Capital Comment -- Daily news notes, political rumors, and important events that shape politics and public policy in Washington and the world from United Press International.
Here come da judge -- The White House and Senate Republicans are pulling out all the stops on behalf of Texas Supreme Court Justice Priscilla Owen, who has been nominated by the president to a seat on the U.S. 5th Circuit Court of Appeals.

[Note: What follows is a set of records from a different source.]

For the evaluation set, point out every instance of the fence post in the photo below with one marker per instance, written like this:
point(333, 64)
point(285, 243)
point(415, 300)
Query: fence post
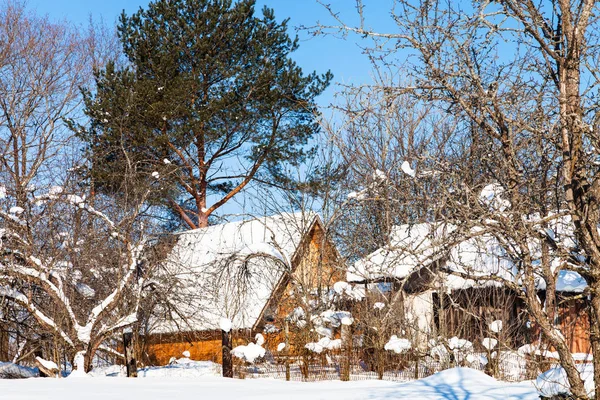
point(417, 367)
point(287, 350)
point(129, 351)
point(346, 352)
point(226, 349)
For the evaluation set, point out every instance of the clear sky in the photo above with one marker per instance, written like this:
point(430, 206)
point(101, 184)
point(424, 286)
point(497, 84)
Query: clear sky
point(343, 57)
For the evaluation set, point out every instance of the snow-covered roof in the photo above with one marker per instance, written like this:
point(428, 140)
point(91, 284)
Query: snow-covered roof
point(230, 271)
point(412, 247)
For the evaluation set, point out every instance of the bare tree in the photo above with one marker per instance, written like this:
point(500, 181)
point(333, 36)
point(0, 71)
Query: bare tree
point(69, 266)
point(520, 77)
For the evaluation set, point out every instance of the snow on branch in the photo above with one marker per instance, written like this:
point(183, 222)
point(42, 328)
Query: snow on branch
point(20, 298)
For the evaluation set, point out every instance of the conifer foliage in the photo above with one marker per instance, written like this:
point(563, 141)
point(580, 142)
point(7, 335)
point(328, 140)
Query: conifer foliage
point(209, 101)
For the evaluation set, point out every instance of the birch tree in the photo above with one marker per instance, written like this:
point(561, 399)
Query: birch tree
point(522, 79)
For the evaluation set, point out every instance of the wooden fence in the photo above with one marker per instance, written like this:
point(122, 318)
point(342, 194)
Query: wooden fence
point(510, 367)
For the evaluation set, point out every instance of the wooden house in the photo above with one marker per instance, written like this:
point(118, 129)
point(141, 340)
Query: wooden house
point(249, 272)
point(449, 287)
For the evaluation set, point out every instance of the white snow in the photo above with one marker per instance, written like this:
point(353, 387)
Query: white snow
point(15, 371)
point(491, 196)
point(209, 263)
point(407, 169)
point(85, 290)
point(554, 381)
point(489, 343)
point(249, 352)
point(259, 339)
point(225, 324)
point(324, 343)
point(16, 210)
point(379, 175)
point(398, 345)
point(51, 365)
point(169, 383)
point(496, 326)
point(459, 344)
point(181, 368)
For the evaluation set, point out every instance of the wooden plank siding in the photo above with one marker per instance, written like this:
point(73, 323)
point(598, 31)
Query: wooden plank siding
point(314, 268)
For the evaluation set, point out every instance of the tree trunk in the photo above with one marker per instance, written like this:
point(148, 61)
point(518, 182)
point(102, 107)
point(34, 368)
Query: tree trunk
point(129, 351)
point(226, 349)
point(346, 352)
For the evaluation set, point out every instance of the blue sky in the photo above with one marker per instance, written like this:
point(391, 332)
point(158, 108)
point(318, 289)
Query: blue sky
point(343, 57)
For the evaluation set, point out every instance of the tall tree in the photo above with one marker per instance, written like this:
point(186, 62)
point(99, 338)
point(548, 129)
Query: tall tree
point(522, 76)
point(210, 102)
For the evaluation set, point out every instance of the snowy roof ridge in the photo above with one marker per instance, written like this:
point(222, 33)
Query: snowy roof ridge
point(231, 270)
point(479, 254)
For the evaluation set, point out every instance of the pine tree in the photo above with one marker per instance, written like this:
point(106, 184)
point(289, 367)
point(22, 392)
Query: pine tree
point(210, 100)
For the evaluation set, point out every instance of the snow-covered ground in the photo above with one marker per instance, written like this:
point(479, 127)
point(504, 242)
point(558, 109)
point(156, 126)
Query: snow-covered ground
point(458, 383)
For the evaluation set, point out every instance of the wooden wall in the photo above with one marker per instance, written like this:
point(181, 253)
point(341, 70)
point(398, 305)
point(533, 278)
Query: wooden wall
point(315, 269)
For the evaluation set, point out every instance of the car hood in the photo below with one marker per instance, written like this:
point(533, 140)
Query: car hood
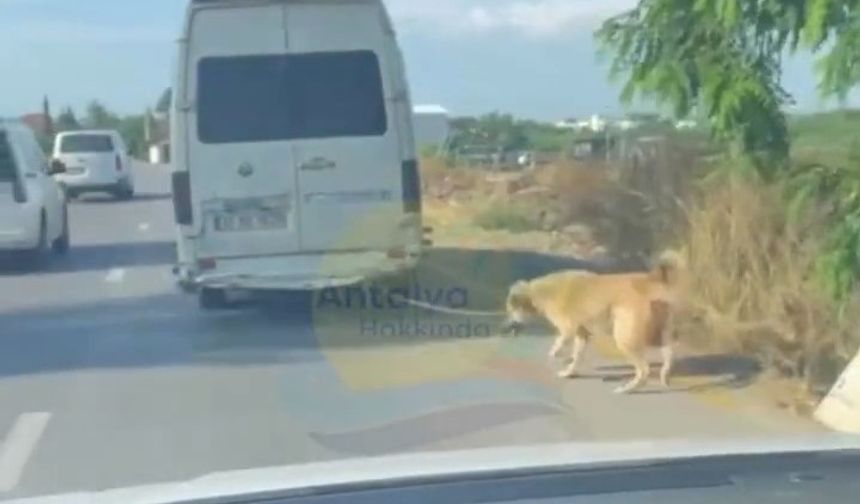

The Senate Judiciary Committee was scheduled to begin hearings on the Owen nomination Thursday -- more than one year after her name was first sent up to Capitol Hill -- but it was announced Tuesday that the hearing was being pushed off until July 23 following a Monday press conference by liberal special interest groups -- including the National Organization for Women, the AFL-CIO and Planned Parenthood -- attacking Owen. "In seven years on the Texas Supreme Court, Justice Owen has proven herself to be an ultraconservative activist whose opinions not only stray well beyond the American mainstream, but even run far to the right of the conservative majority of her own court," Kae McLaughlin, the executive director of the Texas Abortion & Reproductive Rights Action League, said. "Priscilla Owen is not a mainstream jurist. Owen is a result-oriented, conservative activist whose nomination should be rejected," McLaughlin said.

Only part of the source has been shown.